Laparoscopy in Gynaecology: What to Expect
Laparoscopy, keyhole surgery, is the standard of care for most gynaecological surgery in 2026. This guide explains exactly what to expect before, during and after a laparoscopic procedure, what 3D laparoscopy adds, and how to evaluate whether your case really needs surgery at all.
1. What laparoscopy is and what it replaces
Laparoscopy uses 3–5 small incisions (5–10 mm), a high-definition camera and slim instruments to perform surgery that previously required a large open abdominal incision. It has now replaced open surgery for almost all benign gynaecology in modern centres, fibroid removal, endometriosis excision, hysterectomy, ovarian cyst surgery, ectopic pregnancy, adhesiolysis, tubal surgery and many fertility procedures. Recovery is shorter, scarring minimal, post-operative pain much lower, and infection risk significantly reduced.
2. 3D laparoscopy, the depth advantage
Standard laparoscopy gives a high-definition but two-dimensional view. 3D laparoscopy (Karl Storz, in our hospital) restores stereoscopic depth perception, critical for delicate work near ureter, bowel, blood vessels and ovarian tissue. Independent studies show 3D shortens operative time, improves precision in tissue dissection, and reduces surgeon fatigue. For complex endometriosis, fibroid enucleation, and lymph node dissection, 3D is meaningfully superior to 2D.
3. Common gynaecological procedures done laparoscopically
Endometriosis excision — removal of disease from peritoneum, ovaries, uterosacrals, rectovaginal septum and bowel/bladder if needed. Myomectomy — fibroid removal preserving the uterus, fertility-friendly. Hysterectomy — total or subtotal, with same-day or next-day discharge in most cases. Ovarian cystectomy — cyst removal preserving ovarian tissue. Tubal surgery — hydrosalpinx clipping, recanalisation, ectopic management. Adhesiolysis — freeing pelvic structures from scar tissue.
4. Pre-operative preparation
You will need complete blood count, coagulation profile, blood group, fasting glucose, urine routine, ECG, chest X-ray if over 40, and a recent pelvic ultrasound or MRI. Specific to gynaecology: AMH and AFC if any ovarian surgery is planned; bowel preparation if deep endometriosis or bowel involvement is anticipated; anaesthetic review for any cardiac, respiratory or metabolic comorbidity. We typically admit you the morning of surgery and discharge the same day or next morning for most cases.
5. What happens in the operating room
Under general anaesthesia, the abdomen is gently inflated with carbon dioxide gas to create working space. The laparoscope enters through a small incision at the navel; two to three additional 5 mm incisions are placed laterally for instruments. The entire pelvis and abdomen are systematically mapped first. The procedure is performed with energy devices (bipolar, ultrasonic), suture, clips and dissection. At completion, gas is released, fascia closed where needed, and skin closed with absorbable sutures or skin glue. Typical procedure time: 45 minutes to 4 hours depending on complexity.

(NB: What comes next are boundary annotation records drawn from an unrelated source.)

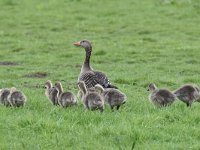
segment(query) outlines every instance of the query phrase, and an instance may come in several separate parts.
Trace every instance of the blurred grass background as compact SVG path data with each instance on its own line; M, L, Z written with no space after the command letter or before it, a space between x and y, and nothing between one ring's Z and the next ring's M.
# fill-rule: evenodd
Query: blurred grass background
M24 91L24 108L0 107L1 149L199 149L199 108L155 108L146 87L200 85L199 0L0 0L0 87ZM128 96L119 112L52 106L46 80L77 93L85 52ZM6 65L10 64L10 65ZM13 65L14 64L14 65ZM27 77L44 73L44 78Z

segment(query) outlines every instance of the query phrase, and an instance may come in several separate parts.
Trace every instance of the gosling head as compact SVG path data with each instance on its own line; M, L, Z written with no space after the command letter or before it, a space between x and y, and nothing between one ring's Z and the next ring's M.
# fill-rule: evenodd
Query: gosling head
M101 94L101 93L103 93L104 88L100 84L96 84L95 91Z
M51 82L50 80L48 80L48 81L44 84L44 87L45 87L46 89L52 88L52 87L53 87L52 82Z
M87 91L87 88L86 88L86 86L85 86L85 82L84 81L79 81L78 83L77 83L77 85L78 85L78 88L84 93L84 94L86 94L88 91Z
M74 43L75 46L83 47L87 50L92 50L91 42L88 40L81 40L79 42Z
M11 87L10 92L14 92L14 91L17 91L16 87Z
M154 83L149 84L147 91L153 92L157 89L157 86Z
M56 86L56 87L61 87L62 84L61 84L61 82L56 82L56 83L55 83L55 86Z

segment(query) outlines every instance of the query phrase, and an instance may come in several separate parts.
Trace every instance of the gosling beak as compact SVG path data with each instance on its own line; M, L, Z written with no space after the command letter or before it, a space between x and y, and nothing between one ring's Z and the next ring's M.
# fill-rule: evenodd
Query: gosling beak
M81 46L81 43L80 42L76 42L74 43L75 46Z

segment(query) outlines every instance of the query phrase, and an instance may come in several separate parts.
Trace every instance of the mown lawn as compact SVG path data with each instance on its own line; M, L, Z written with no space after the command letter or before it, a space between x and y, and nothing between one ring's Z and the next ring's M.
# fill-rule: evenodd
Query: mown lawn
M199 0L0 0L0 88L15 86L24 108L0 107L0 149L200 149L200 104L158 109L146 87L200 85ZM43 84L77 93L84 50L92 67L127 94L118 112L52 106ZM43 73L42 77L30 76Z

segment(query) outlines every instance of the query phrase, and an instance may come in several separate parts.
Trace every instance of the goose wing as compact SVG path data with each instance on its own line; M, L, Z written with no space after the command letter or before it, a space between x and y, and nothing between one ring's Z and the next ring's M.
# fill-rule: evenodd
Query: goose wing
M104 88L109 88L111 85L107 76L99 71L87 71L80 76L79 80L84 81L87 88L94 87L96 84Z

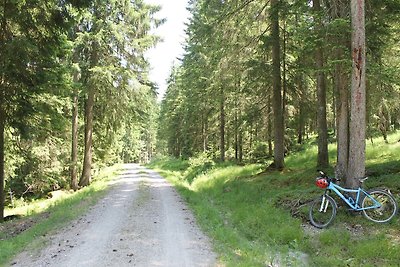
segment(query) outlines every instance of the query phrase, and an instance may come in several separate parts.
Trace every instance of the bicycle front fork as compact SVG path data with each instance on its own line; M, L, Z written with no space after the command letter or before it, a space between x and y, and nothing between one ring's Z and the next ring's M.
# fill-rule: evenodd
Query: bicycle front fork
M326 199L325 194L322 195L322 202L321 202L321 206L319 207L319 212L326 212L326 210L328 209L328 204L329 204L329 201Z

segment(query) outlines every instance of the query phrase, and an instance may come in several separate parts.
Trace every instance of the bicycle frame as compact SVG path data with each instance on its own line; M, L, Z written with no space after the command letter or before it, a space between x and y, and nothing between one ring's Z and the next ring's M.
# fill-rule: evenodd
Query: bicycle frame
M376 209L381 207L381 204L374 199L372 196L370 196L364 189L362 189L361 187L357 188L357 189L348 189L348 188L343 188L333 182L329 183L329 186L326 188L326 191L331 190L333 192L336 193L336 195L338 195L350 208L352 208L355 211L361 211L361 210L367 210L367 209ZM325 194L326 194L325 191ZM356 193L356 199L352 199L352 198L347 198L346 196L344 196L342 194L342 192L346 192L346 193ZM362 194L364 194L366 197L368 197L369 199L372 200L373 205L372 206L368 206L368 207L364 207L362 208L359 204L359 201L361 200L361 196ZM351 199L351 200L350 200Z

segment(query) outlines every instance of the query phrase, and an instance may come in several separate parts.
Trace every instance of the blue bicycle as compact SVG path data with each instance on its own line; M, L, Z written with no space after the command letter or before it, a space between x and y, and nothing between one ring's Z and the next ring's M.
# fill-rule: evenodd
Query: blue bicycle
M371 189L365 191L361 187L357 189L343 188L336 183L337 178L328 177L323 171L319 171L320 177L316 178L316 185L325 192L318 197L310 207L309 218L312 225L318 228L327 227L335 218L337 204L329 196L330 192L338 195L353 211L360 211L363 215L377 223L385 223L393 219L397 212L397 203L389 191ZM362 184L368 177L360 179ZM354 196L348 196L350 193Z

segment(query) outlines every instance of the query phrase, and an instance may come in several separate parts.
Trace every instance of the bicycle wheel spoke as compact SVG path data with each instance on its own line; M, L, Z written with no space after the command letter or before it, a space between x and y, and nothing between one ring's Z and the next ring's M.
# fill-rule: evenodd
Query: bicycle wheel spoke
M379 205L376 205L377 201ZM365 196L362 201L364 216L378 223L391 220L397 211L397 203L392 195L383 190L372 190L369 196Z
M329 196L321 196L310 207L309 218L318 228L328 226L336 215L336 204Z

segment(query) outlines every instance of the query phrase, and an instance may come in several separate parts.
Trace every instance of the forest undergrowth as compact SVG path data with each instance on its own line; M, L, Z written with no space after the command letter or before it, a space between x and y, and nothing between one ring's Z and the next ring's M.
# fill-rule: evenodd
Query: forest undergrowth
M365 183L390 188L398 201L399 140L397 133L388 143L368 141ZM334 144L330 153L334 165ZM150 167L176 185L227 266L398 266L398 216L376 224L338 202L331 226L310 225L309 203L322 193L314 185L316 157L316 147L308 145L285 159L283 171L266 171L266 164L218 164L204 156L163 158ZM333 168L326 172L333 175Z

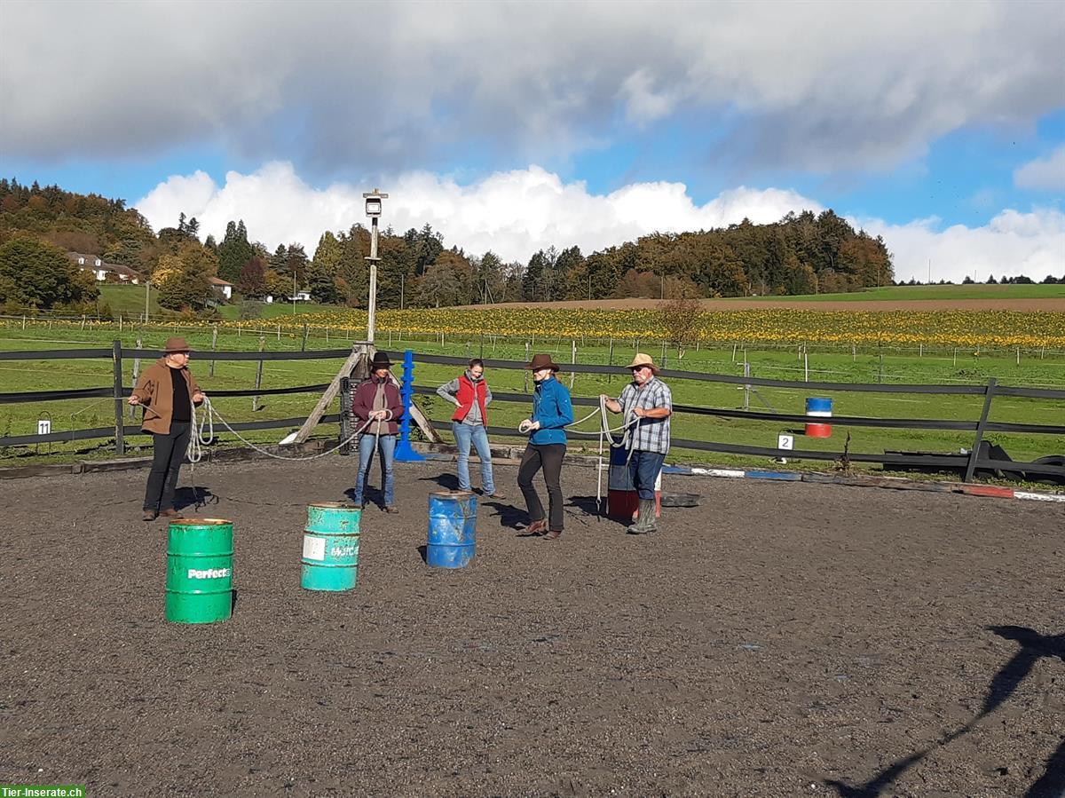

6. Recovery, hour by hour, day by day
Hour 0–2: recovery room, monitoring vitals, pain control. Hour 4–6: liquids, sit out of bed, walk to the toilet. Day 1: light diet, full mobilisation, most patients go home. Day 2–3: light home activities, oral analgesia, dressings stay dry. Day 7–10: skin clips/sutures reviewed if needed; usually no removal required with absorbable sutures. Week 2–4: gradual return to office work and light exercise. Week 6: full return to all normal activity including intercourse and exercise. Heavy lifting avoided for 6 weeks if the uterus was operated on.
7. Risks, honest disclosure
Major laparoscopy complications are rare (under 1%) in experienced hands but real: injury to bowel, bladder, ureter or major vessel; need for conversion to open surgery (1–3% depending on complexity); deep vein thrombosis; infection; anaesthetic complications. Specific to endometriosis surgery: temporary bladder dysfunction after deep dissection (5–15%), bowel resection if disease is transmural. We discuss risk individually, not as a generic checklist.
8. The decision, is surgery the right answer?
Not every gynaecological problem needs surgery. Medical management, ultrasound-guided procedures, lifestyle intervention and observation are appropriate in many cases. Surgery is right when there is a clear anatomic problem causing symptoms; medical management has failed or is contraindicated; fertility is compromised by correctable pathology; or histology is needed. The most important question we ask before any operation: what will be measurably better in this patient’s life six months after surgery?